Theorem.
Let $X$ be a topological space and $Y$ a subset of $X$. Then the following statements are equivalent.

1. 1.

   $Y$ is compact as a subset of $X$.

2. 2.

   Every open cover of $Y$ (with open sets in $X$) has a finite subcover.

Proof. Suppose $Y$ is compact, and $\{U_{i}\}_{{i\in I}}$ is an arbitrary open cover of $Y$, where $U_{i}$ are open sets in $X$. Then $\{U_{i}\cap Y\}_{{i\in I}}$ is a collection of open sets in $Y$ with union $Y$. Since $Y$ is compact, there is a finite subset $J\subset I$ such that $Y=\cup_{{i\in J}}(U_{i}\cap Y)$. Now $Y=(\cup_{{i\in J}}U_{i})\cap Y\subset\cup_{{i\in J}}U_{i}$, so $\{U_{i}\}_{{i\in J}}$ is finite open cover of $Y$.

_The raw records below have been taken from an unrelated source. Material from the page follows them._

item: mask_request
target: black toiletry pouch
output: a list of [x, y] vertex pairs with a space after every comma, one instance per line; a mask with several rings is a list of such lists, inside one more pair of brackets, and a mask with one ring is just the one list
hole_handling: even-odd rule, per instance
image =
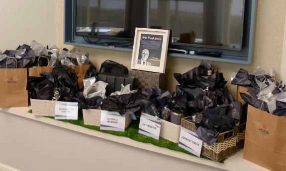
[[128, 69], [124, 65], [116, 62], [106, 60], [101, 63], [99, 72], [127, 75], [128, 74]]

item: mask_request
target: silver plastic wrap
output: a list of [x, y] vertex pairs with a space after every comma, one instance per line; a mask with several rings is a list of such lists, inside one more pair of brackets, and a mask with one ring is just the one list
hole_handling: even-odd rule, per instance
[[95, 82], [95, 77], [91, 77], [83, 80], [84, 85], [83, 95], [86, 99], [96, 96], [100, 96], [103, 99], [106, 98], [105, 88], [108, 84], [101, 81]]
[[31, 42], [31, 48], [34, 51], [34, 55], [35, 56], [39, 56], [44, 51], [45, 47], [39, 43], [37, 43], [34, 40]]
[[258, 99], [261, 100], [267, 104], [269, 112], [272, 114], [276, 109], [276, 100], [272, 92], [275, 89], [275, 83], [268, 80], [269, 86], [261, 90], [257, 95]]

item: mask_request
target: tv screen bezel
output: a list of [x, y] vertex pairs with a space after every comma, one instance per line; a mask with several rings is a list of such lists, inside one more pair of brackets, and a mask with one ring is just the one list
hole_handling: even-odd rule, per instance
[[[74, 35], [75, 36], [79, 36], [79, 37], [86, 37], [86, 38], [95, 38], [95, 39], [107, 39], [107, 40], [122, 40], [122, 41], [134, 41], [134, 38], [120, 38], [117, 37], [111, 37], [109, 36], [102, 36], [102, 35], [89, 35], [89, 32], [87, 32], [86, 34], [83, 34], [83, 32], [81, 32], [81, 33], [78, 33], [77, 32], [77, 1], [79, 0], [75, 0], [75, 5], [74, 5], [74, 14], [75, 15], [74, 16]], [[213, 45], [199, 45], [199, 44], [191, 44], [191, 43], [172, 43], [170, 41], [170, 43], [169, 43], [169, 46], [184, 46], [184, 47], [195, 47], [195, 48], [207, 48], [207, 49], [218, 49], [218, 50], [228, 50], [228, 51], [242, 51], [242, 48], [243, 47], [243, 35], [244, 35], [244, 22], [245, 22], [245, 0], [243, 0], [243, 13], [242, 13], [242, 32], [241, 32], [241, 42], [240, 43], [241, 46], [240, 48], [228, 48], [225, 47], [220, 47], [218, 46], [213, 46]], [[135, 33], [134, 33], [135, 34]], [[170, 36], [172, 36], [172, 35], [170, 34]], [[171, 39], [170, 40], [172, 40]]]

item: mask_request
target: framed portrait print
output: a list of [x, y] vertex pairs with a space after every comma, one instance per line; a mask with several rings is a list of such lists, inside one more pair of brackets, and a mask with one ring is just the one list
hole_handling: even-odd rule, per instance
[[131, 69], [165, 73], [170, 30], [136, 28]]

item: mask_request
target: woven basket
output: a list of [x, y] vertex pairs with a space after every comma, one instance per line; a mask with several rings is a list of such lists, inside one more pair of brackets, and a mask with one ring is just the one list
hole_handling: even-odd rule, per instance
[[241, 150], [244, 146], [244, 137], [245, 137], [246, 126], [246, 122], [241, 124], [238, 126], [237, 140], [236, 140], [236, 151]]
[[[100, 126], [101, 110], [97, 109], [83, 110], [84, 123], [85, 125]], [[130, 114], [126, 115], [125, 128], [127, 128], [132, 121]]]
[[[182, 119], [182, 126], [195, 132], [195, 124], [187, 120], [189, 117], [191, 116]], [[237, 135], [237, 129], [220, 133], [218, 138], [212, 145], [203, 143], [201, 154], [215, 162], [234, 155], [236, 152]]]
[[[187, 119], [189, 117], [191, 116], [184, 117], [182, 119], [182, 126], [189, 130], [191, 130], [192, 132], [196, 132], [196, 127], [195, 127], [194, 123]], [[218, 138], [217, 138], [217, 140], [215, 142], [219, 143], [224, 142], [225, 140], [227, 140], [233, 138], [236, 136], [237, 134], [237, 129], [236, 129], [221, 133], [218, 135]]]
[[[142, 113], [142, 114], [156, 118], [156, 117]], [[176, 125], [165, 120], [162, 120], [160, 136], [175, 143], [179, 143], [181, 125]]]
[[30, 99], [33, 114], [37, 116], [55, 116], [55, 101]]
[[84, 123], [85, 125], [100, 126], [101, 111], [97, 109], [83, 109]]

Conversely, suppose every open cover of $Y$ has a finite subcover, and $\{U_{i}\}_{{i\in I}}$ is an arbitrary collection of open sets (in $Y$) with union $Y$. By the definition of the subspace topology, each $U_{i}$ is of the form $U_{i}=V_{i}\cap Y$ for some open set $V_{i}$ in $X$. Now $U_{i}\subset V_{i}$, so $\{V_{i}\}_{{i\in I}}$ is a cover of $Y$ by open sets in $X$. By assumption, it has a finite subcover $\{V_{i}\}_{{i\in J}}$. It follows that $\{U_{i}\}_{{i\in J}}$ covers $Y$, and $Y$ is compact. $\Box$

The above proof follows the proof given in [1].